2017年にNHK ETV特集『告白~満蒙開拓団の女たち』という番組を観て、敗戦時の旧満州でソ連兵に差し出され性被害を受けた女性たちの存在を初めて知り、衝撃を受けました。
しかも性暴力はその時だけでは終わらず、引き上げ後もその女性たちが様々な言葉の暴力、二次被害に遭った事実も衝撃でした。
しかもその村は私の出身地にもほど近く、そんな身近なところでこんな苦しみがあった事実を全く知らずに生きてきた自分自身にも衝撃を受けました。
その後『告白 岐阜・黒川満蒙開拓団73年の記録』(川恵美 NHKETV特集取材班著 かもがわ出版)、『ソ連兵に差し出された娘たち』(平井美穂著 集英社)が出版され、この2冊も読みました。
当時18歳以上だった未婚の女性15人がソ連兵の接待役として選ばれ、「性接待」という名の暴力を強いられました。しかし同じ年代でもそこに選ばれず免れた女性もいたようで、本には「立場の弱いものが選ばれた」というようなことが記されていました。
こうした事実をどう受け止めたら良いのか、正直適切な言葉が見つかりません。
先日の一人芝居「マリヤの賛歌―石の叫び」のアフタートークに登壇された吉川春子さんは、モーパッサンが『脂肪の塊』という小説に全く同じことが描かれていると教えてくださいました。

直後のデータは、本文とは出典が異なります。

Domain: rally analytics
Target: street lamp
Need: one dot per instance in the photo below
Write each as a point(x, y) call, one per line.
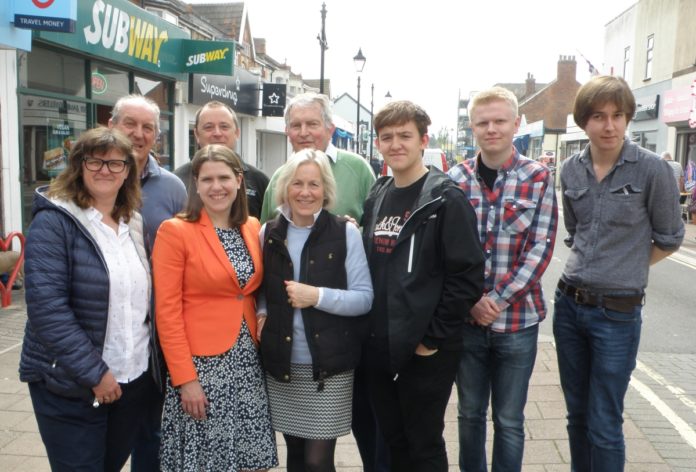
point(372, 107)
point(359, 61)
point(323, 45)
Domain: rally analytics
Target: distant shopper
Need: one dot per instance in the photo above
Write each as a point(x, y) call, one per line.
point(427, 272)
point(676, 168)
point(621, 210)
point(217, 123)
point(515, 203)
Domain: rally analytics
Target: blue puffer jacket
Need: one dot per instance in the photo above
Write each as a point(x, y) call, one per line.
point(67, 293)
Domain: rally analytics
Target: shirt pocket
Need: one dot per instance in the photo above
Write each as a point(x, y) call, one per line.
point(517, 215)
point(624, 204)
point(580, 202)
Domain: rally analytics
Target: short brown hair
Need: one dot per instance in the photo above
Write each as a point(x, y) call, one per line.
point(216, 104)
point(217, 153)
point(70, 186)
point(401, 112)
point(599, 91)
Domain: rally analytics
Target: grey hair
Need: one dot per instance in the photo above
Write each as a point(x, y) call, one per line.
point(288, 170)
point(307, 99)
point(139, 99)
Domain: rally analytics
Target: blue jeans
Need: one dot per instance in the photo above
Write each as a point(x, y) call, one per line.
point(597, 351)
point(495, 365)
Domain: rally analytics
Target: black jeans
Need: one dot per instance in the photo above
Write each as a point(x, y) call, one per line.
point(81, 438)
point(371, 445)
point(411, 408)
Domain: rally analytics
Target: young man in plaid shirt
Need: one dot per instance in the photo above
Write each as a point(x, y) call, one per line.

すぐにその本を買ったのに、まだ読んでいないのですが💦
19世紀のフランスで黒川村開拓団と全く同じことが起きていて、困難な状況に陥ると女性に性接待をさせて乗り切り、穏やかな時が来ると助けてくれた女性たちを蔑む・・・。
もうこれ以上こんな恥ずかしい歴史を繰り返してほしくはないと、心から思います。
映画『黒川の女たち』は被害を受けた女性たちが苦しみもがきながらも強く生きていました。
その強さがあったからこそ、女性たちの被害の事実がここまで明るみになったのだと思いました。
性暴力被害者が被害を受けた事実を語ることはとても難しいことで、特に家族には言えないと思う気持ちはよくわかります。が、事実を知った子どもたちや孫たちはみな冷静に客観的に受け止めていて、そこに救いがあるような気がします。
戦後生まれの4代目遺族会会長のお父さんは、敗戦時の満州で女性たちの「性接待」に積極的な役割を果たした人でもありました。
だからこそ、4代目会長は「事実をなかったことにしてはいけない」との思いを強く持ち続け、「乙女の碑文」の建立に尽力できたのかもしれません。
映画はこれまで見てきたETV特集や出版された本よりももう一歩踏み込んだ何かを描いているように感じました。
それが何なのかはよくわかりません。
もう一度観てみようと思うのと、今度岐阜に帰る機会があったら黒川に碑文を観に行こうと思います。